Vient ensuite le quartier du Coffre, un des rares à ne pas être construits sur des pilotis, fermés durant la journée, il n’ouvre qu’à la nuit tombée pour écouler tout ce qui est étrange ou rare. Finalement, nous arrivons à la Négociature, un quartier légèrement surélevé pour avoir une vue d’ensemble du reste de la Cité. Ca ressemble à une zone marchande normale excepté que l’illégalité ne fait pas partie de leur vocabulaire et que la diversité des marchandises pourrait donner le tournis à n’importe quel Guildien. Notre Guide nous met en garde contre le quartier attenant dit des Tires-Laines qui est un labyrinthe de ruelles obscures qui servent de terrain d’entraînement aux criminels souhaitant rejoindre une Famille. Il nous éclaire aussi sur les bandes, les clans et les Patriarches des Familles qui se divisent la ville. Après quoi, il murmure quelques mots sur les Héritiers, groupe né de la sécession d’une Famille ou les Orphelins, qui ne font en général pas de vieux os. Selon lui, le Conseil des Familles se réunit sur une île et porte le nom de Kraak aussi appelé la Cariapode. Cette révélation est un véritable choc pour nous. La Cariapode serait vieille de cent cinquante ans et serait représentée par une pieuvre à trois bras pour les peuples Wish, Lore et Urbis de la Contrée de Gillian. Une autre légende, sans fondement autre que les délires alcoolisés d’un joueur d’Escalade que notre Guide fréquente fait état de trois Fondateurs mystérieux. Toujours selon notre homme, environ dix pourcent des Guilders dépensés dans Gillian finiraient dans les bourses de la Cariapode. Un constat qui fait froid dans le dos. Nous écoulons auprès d’un représentant des Familles le maigre butin récolté sur le Caravillon d’Esshevir, de quoi nous renflouer quelque peu.
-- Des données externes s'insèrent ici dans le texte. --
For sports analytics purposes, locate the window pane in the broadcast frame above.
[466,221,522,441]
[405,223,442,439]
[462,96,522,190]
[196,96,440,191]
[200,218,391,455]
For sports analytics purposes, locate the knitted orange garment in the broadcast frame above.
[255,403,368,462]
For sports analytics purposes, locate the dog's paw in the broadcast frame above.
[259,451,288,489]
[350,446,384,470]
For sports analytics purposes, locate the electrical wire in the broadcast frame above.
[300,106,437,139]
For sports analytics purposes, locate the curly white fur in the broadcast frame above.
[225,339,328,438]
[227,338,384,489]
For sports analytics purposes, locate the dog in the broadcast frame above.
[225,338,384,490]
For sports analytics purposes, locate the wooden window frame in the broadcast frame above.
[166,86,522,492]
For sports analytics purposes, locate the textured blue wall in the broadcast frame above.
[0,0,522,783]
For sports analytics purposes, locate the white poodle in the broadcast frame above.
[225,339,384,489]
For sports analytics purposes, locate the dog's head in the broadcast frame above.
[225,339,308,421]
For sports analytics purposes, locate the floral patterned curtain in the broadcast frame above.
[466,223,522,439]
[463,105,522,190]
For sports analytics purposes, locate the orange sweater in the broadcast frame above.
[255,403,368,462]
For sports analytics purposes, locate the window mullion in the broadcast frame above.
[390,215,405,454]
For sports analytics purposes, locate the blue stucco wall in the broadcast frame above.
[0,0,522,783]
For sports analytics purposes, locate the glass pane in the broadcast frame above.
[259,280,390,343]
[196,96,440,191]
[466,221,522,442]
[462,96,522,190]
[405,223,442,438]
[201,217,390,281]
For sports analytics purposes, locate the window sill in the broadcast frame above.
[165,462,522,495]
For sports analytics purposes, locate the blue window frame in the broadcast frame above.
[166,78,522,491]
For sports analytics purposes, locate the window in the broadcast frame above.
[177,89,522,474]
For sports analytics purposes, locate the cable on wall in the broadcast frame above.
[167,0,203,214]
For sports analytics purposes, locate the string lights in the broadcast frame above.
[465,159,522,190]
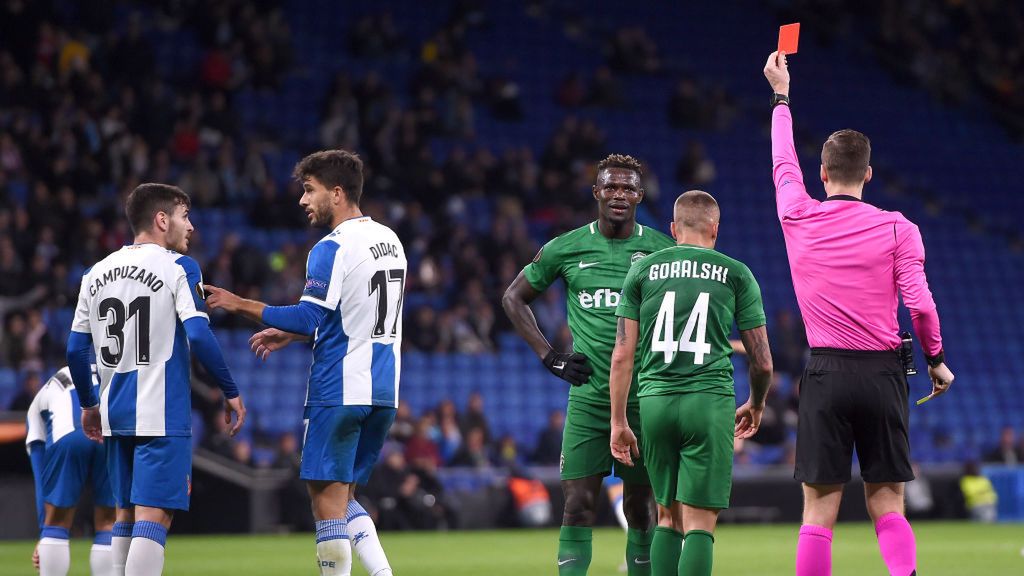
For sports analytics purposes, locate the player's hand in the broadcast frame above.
[544,351,594,386]
[919,362,953,404]
[203,284,242,314]
[224,395,246,436]
[734,400,765,440]
[82,406,103,443]
[765,51,790,96]
[611,424,640,466]
[249,328,295,360]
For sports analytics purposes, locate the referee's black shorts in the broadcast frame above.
[794,348,913,484]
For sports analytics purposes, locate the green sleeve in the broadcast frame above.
[522,238,562,292]
[615,265,641,320]
[734,266,766,330]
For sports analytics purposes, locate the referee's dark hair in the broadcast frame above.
[292,150,362,206]
[821,130,871,184]
[125,182,191,231]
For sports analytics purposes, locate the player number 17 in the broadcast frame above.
[370,269,406,338]
[650,291,711,364]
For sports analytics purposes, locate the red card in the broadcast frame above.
[778,22,800,55]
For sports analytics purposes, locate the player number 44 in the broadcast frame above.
[650,291,711,364]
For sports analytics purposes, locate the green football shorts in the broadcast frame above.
[558,400,650,486]
[640,393,736,508]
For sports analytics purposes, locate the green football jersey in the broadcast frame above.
[616,244,765,397]
[523,221,674,406]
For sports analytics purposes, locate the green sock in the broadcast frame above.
[558,526,594,576]
[650,526,683,576]
[626,528,653,576]
[679,530,715,576]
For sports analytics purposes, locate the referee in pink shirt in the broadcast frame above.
[764,52,953,576]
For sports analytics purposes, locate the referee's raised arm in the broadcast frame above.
[765,52,817,219]
[764,52,953,576]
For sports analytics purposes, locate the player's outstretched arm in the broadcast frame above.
[735,325,772,438]
[502,272,593,386]
[249,328,309,360]
[608,317,640,466]
[66,330,103,442]
[184,316,246,436]
[203,284,266,322]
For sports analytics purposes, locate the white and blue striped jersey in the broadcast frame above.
[302,216,408,407]
[25,366,99,449]
[72,244,208,436]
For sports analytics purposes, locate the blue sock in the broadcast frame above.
[316,518,348,544]
[39,526,71,540]
[112,522,135,538]
[345,500,370,522]
[131,520,167,546]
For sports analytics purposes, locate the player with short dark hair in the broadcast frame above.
[764,52,953,576]
[502,154,672,576]
[207,150,408,576]
[25,367,114,576]
[68,183,246,576]
[610,190,772,576]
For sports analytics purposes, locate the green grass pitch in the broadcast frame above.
[0,522,1024,576]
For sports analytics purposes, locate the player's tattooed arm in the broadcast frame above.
[502,272,552,359]
[739,326,772,406]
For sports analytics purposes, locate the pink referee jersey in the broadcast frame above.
[771,105,942,356]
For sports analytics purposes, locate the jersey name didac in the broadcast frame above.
[302,216,408,408]
[25,366,99,448]
[616,244,765,397]
[523,221,674,406]
[72,244,207,436]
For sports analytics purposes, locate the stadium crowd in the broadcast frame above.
[0,0,1021,518]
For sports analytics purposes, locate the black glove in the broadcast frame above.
[544,351,594,386]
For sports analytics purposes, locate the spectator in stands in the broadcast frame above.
[495,435,524,469]
[7,371,42,412]
[985,426,1024,466]
[459,390,490,444]
[437,399,462,462]
[406,413,441,469]
[200,409,239,460]
[452,426,490,469]
[587,66,624,108]
[534,405,565,465]
[961,462,999,524]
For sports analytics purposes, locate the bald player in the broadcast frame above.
[609,190,772,576]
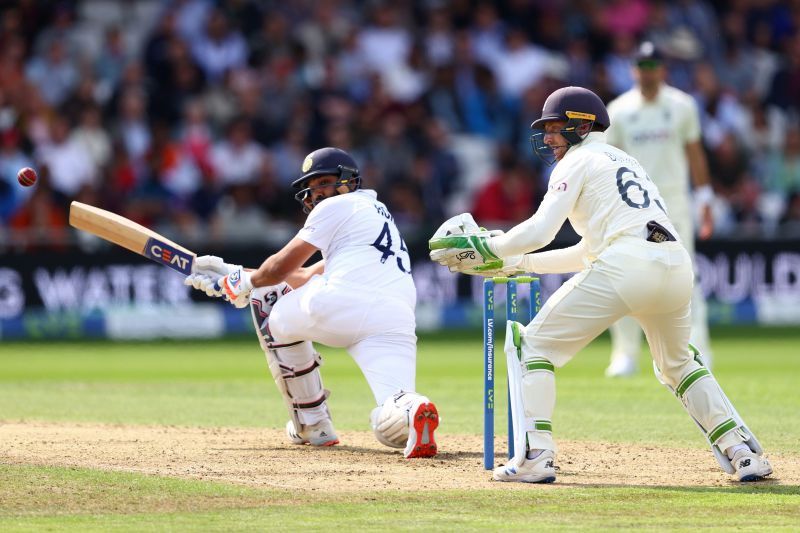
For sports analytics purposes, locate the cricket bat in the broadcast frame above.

La visite se poursuit avec le quartier des Cales, un petit quartier dédié à la construction navale et à l’entretien des navires. Ici aussi se trouve un port portant leur nombre dans cette ville à trois, du jamais vu ! Devant les portes de la ville se trouve une vaste étendue d’herbe où poussent des tentes. Là, s’entassent les couches les plus pauvres de Rask, offrant des services divers mais de qualité médiocre. Le Guide passe rapidement sur les trois derniers quartiers de ce bout de la ville. D’abord, le Village, abritant les pêcheurs  et un des deux phares de la ville. Ensuite, la Sanie, le quartier des abandonnés, malformés, enfants pauvres, traitres aux Familles, une vision vivante de l’enfer. Et finalement, le quartier des Laborieux, centre de l’artisanat usuel.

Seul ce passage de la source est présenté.